The lead NY Times editorial last Sunday, had a stern warning against relaxing ownership rules for private equity investing in commercial banks. Let me suggest why this is a misplaced warning.
The current state of play is that ownership of 25% or more of a federally regulated bank subjects the owner to being deemed a “bank holding company.” In fact, ownership of more than 9.9% starts to impose some onerous burdens. At the 25% threshold, it would require that all holdings of the PE firm be subject to the same regulation as the “regulated bank”.
Imagine that a large PE firm who owned a portfolio of manufacturing, consumer products, and business service firms would now need to report these assorted other businesses as part of the “financial services” behemoth called “Blackstone” or “Bain” or “THL” Holdings. It would seem to me common sense to permit these external portfolio investments to be excluded from the regulatory supervision. Further, the “bank” itself even under this higher level of PE ownership would still be very highly regulated under the Bank Holding Company Act.
The Times also does not take into account a rather pesky regulation called Reg W. This regulation constrains transactions amongst affiliates and especially transactions where money moves from the “bank” into an affiliate. It requires extensive reporting and, often, full collateralization of the funds moved from one affiliate to the other.
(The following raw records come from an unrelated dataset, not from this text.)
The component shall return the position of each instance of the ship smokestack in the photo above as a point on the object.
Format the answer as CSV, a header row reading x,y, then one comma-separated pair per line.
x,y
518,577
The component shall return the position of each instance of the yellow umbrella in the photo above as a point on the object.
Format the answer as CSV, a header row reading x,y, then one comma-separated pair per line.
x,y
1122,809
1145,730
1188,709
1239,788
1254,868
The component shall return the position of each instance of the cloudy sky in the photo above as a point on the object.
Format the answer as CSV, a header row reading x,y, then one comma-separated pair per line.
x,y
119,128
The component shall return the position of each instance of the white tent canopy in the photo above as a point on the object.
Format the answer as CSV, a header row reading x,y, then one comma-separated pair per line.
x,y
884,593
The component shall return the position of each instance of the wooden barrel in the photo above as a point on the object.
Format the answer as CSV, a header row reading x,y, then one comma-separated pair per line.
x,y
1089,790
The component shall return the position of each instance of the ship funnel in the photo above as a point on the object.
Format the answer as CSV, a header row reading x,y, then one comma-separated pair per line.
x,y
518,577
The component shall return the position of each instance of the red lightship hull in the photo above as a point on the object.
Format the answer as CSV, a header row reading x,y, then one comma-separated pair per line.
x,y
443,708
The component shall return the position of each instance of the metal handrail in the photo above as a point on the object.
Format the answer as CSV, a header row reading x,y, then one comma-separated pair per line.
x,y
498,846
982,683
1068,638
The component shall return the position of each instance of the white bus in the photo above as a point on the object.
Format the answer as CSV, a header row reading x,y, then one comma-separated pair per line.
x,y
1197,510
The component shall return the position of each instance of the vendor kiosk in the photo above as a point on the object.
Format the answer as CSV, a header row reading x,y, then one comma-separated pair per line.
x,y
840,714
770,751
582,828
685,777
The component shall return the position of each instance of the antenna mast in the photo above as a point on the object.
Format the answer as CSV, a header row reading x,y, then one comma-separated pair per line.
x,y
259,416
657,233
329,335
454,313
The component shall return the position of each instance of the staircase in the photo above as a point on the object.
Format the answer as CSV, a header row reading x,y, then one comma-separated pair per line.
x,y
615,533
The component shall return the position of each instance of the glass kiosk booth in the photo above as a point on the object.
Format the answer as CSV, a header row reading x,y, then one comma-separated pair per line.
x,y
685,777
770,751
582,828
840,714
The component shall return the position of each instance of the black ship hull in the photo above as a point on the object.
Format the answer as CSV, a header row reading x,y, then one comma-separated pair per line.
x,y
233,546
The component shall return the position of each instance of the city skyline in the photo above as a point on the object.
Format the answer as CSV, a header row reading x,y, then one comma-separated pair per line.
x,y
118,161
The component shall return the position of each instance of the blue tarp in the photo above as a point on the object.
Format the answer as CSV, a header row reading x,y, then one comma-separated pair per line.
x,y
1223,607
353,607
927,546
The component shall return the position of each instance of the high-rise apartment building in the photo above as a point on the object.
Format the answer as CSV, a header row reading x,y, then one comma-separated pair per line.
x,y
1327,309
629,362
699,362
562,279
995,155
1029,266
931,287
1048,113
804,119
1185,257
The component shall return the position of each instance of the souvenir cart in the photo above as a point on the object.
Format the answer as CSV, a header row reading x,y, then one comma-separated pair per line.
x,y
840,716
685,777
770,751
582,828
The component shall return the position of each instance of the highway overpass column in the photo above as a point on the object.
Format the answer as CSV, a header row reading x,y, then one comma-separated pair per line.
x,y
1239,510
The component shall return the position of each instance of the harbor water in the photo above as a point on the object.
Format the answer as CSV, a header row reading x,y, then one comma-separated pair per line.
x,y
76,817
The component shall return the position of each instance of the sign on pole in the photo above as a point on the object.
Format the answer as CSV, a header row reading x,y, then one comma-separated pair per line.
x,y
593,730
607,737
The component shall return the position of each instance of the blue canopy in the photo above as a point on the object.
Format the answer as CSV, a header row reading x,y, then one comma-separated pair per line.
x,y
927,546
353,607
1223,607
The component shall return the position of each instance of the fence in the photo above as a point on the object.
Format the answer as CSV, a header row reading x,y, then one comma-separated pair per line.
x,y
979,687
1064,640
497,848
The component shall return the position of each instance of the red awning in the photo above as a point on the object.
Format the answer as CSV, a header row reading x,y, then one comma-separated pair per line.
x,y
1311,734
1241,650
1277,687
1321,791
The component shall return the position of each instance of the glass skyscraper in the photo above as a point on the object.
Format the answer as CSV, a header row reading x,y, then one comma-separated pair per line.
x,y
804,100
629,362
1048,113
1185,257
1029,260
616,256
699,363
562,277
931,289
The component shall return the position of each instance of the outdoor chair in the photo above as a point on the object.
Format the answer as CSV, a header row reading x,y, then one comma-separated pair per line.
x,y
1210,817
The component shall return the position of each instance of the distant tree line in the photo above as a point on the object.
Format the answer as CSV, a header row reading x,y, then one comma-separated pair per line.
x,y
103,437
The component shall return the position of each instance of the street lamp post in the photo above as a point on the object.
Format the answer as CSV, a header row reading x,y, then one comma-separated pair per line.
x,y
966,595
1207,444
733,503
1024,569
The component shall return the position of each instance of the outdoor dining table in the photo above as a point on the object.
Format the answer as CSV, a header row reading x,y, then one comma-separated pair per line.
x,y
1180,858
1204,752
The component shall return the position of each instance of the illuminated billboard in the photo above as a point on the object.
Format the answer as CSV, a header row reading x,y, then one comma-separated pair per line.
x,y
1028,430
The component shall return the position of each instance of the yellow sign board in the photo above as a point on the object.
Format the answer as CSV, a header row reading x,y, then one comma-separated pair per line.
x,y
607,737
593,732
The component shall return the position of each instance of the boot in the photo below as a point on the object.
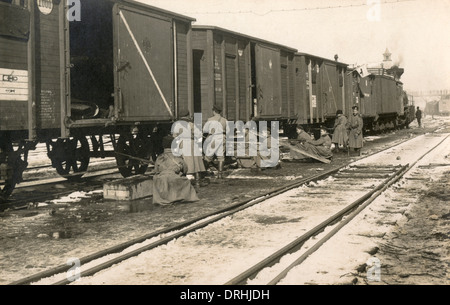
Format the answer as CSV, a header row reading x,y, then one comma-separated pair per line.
x,y
220,174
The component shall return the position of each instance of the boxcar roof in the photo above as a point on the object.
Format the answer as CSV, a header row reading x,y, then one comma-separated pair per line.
x,y
154,8
322,58
252,38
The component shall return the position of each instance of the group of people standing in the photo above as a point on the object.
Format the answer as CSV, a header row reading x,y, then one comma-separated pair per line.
x,y
348,134
170,183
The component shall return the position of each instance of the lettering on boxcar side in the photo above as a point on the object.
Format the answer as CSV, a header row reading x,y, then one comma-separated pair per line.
x,y
45,6
13,85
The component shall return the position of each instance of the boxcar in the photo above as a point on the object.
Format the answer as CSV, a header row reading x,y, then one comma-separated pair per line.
x,y
252,79
444,105
380,98
98,67
320,89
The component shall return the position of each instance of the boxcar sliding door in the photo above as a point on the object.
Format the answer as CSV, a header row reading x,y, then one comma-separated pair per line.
x,y
144,57
268,82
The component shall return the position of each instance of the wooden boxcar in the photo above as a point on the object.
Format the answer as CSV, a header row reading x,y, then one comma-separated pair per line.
x,y
380,98
96,67
444,105
320,89
252,79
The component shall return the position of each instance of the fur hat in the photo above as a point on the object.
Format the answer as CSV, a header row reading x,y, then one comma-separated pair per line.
x,y
167,141
217,108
In essence, this regulation alone would go quite far in preventing the self-dealing that the NY Times fears.
We live in extraordinary and challenging times and we need extraordinary capital flows into commercial and investment banks to finally right the system. The Fed has done its job by its liquidity lending programs. Nonetheless, it may not be enough.
Properly done, there is a seat at the table for private equity.
Gail Long is CEO of ACG Boston, a chapter of the Association for Corporate Growth.